Unsolicited contact: If you get an unsolicited call or text from your bank regarding an urgent issue, treat it with caution, you can always hang up and call back using the contact info found on the back of your card or account statement.


Your last comment contradicts the scenario you set up. In your scenario, your card is already declined. So whether you respond to the questions of the unsolicited caller or call the number on the back of the phone the card needs to be restarted. Why would you choose to provide information to someone whose identity you don't know when it takes so little to hang up to ensure you are actually speaking with someone associated with your card.

Bottom line, it is just a stupid risk to take to provide any information in response to an unsolicited call or text (or email, for that matter). Do some searching. You'll find everything I have suggested above being used as part of financial fraud. Ignore it at your own peril.

AZJonnie

(4,288 posts)
46. No, because only if you respond to a text in the scenario I described with a 'no' I didn't make the charge
Sun Jul 12, 2026, 01:15 PM
2 hrs ago

that's when your card gets suspended in a way that causes them to disallow all further activity on the card. If you say 'yes I did' then the merchant tries the card again and it will work, and the card is then not further suspended.

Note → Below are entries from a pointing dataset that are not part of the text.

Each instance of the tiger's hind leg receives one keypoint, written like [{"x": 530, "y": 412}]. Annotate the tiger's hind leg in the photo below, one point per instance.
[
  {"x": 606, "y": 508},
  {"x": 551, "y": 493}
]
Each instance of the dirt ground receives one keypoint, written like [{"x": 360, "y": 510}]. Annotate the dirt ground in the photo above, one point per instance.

I suppose yes if the thief is hanging out nearby and scraping phone numbers and texting everyone 'hey did you make this purchase' in a manner that's professional-looking enough to trick the card holder, and that real cardholder is the only one who replies 'yes I'm trying to make the purchase' + the business is 'in on it' such that they're using a counterfeit payment terminal that will pretend to decline certain purchases such that the in-store criminals they're working with get the chance to perpetrate the text scheme, then yes, in that case, the criminal then adds knowledge of the phone number associated with the account.

So I'll stipulate that if the text comes in when you're at a small store that feels like it might be really sketchy generally, that's a higher risk. But that's not going to happen at, say, Costco or another similar large corporation. And you'd have to get pretty unlucky with "timing" because that's highly illegal stuff and the credit card companies will blacklist that business and report them to authorities pretty damn quickly, and they WILL act. The security of the systems by which people pay for purchases through bank cards drives the entire world's system of commerce is taken pretty seriously. A shop is not going to survive long as a business if they are actually a front for a credit card theft scheme. They'll get caught, and go to jail.

I'm pretty much saying there's one and only one scenario where, if you get an unsolicited text appearing to come from your institution (and you know your institution uses a system like this, like BofA does) that I think it's reasonable to respond to it. If others feel it's not worth the risk, I'm not faulting them for it. But you've brought me around to the idea that it carries SOME risk, esp. if you're at some sketchy outfit, like a roadside gift shop in the middle of Nowheresville.

Thanks for the talk

BWdem4life

(3,181 posts)
20. Did you read the article?
Sat Jul 11, 2026, 03:00 PM
Yesterday

That’s exactly how it started, with a simple “no” reply to a text asking to verify a credit card purchase.

Progressive dog

(7,662 posts)
5. They've got the con down pat.
Sat Jul 11, 2026, 01:16 PM
Yesterday

I never reply to that kind of a text message or e-mail. I will check my account only by logging in online. I still worry.

Cha

(321,820 posts)
7. Oh wow, that poor Pilot guy!
Sat Jul 11, 2026, 01:47 PM
Yesterday

I always used Google to check if those official-looking texts from ATT and a lot of the other companies were real, and they always said No.

Now I just Report and Delete them So many scam artists out there.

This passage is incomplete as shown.